According to  recent National Park statistics and coinciding National Geographic Article, the names of the most popular National Parks are familiar, but you might not have guessed the order in which they rank. With spring break in full swing right now, many of you may be experiencing these praks firsthand right now, and for those making future plans, perhaps the big crowds of these most popular National Parks might sway your decision on when and where to go:


Great Smoky Mountains – 10 million visitors / year

10 million visitors is of course a large number, but also keeping in consideration the 816       square miles the park incorporates, plus the number of “visitors” who really never explore further than the shoulder of the road, and you’ll still get your chance to explore some nature with a visit to the Great Smoky Mountains.


Great Smoky Mountains 1


Grand Canyon – 5.5 million visitors / year

Touted as the biggest hole in the ground, the Grand Canyon is truly grand. Comprising over 275 miles of canyon, and over a mile deep into the ground, the crowds at the Rim can be bustling but if you are an ambitious day hiker or gain a permit to camp at the bottom, it can be easy enough to avoid the crowds.

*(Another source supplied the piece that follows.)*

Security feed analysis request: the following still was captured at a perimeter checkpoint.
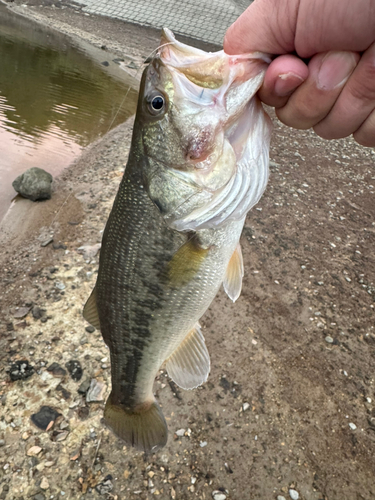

Grand Canyon Group Shot.jpg



Yellowstone – 4.1 million visitors / year

Acting as the Nation’s first National Park, Yellowstone set a high bar in terms of pure size and beauty within a park. There is a lifetime of adventure waiting for you at Yellowstone, including wildlife watching and geyser spouting, so what are you waiting for? Join the crowd and head to Yellowstone.

Yellowstone Entrance.jpg


Yosemite – 4 million visitors / year

Yosemite has captured the hearts and minds of many influential people over the years, and each year new adventurers visit the park. A popular place to explore and snap a picture includes Yosemite Valley, where the famous El Capitan, Half-Dome, and Bridalveil Falls stand erected in the distance.



Zion – 3.6 million visitors / year

Zion! Translated to “Heaven on Earth” the aptly named Zion National Park encompasses a beauty that can only be found in Utah. Stark red canyon walls, lush water-fed forests, and enough heights, cracks and trails to explore all day, Zion is a must on everyone’s bucket list.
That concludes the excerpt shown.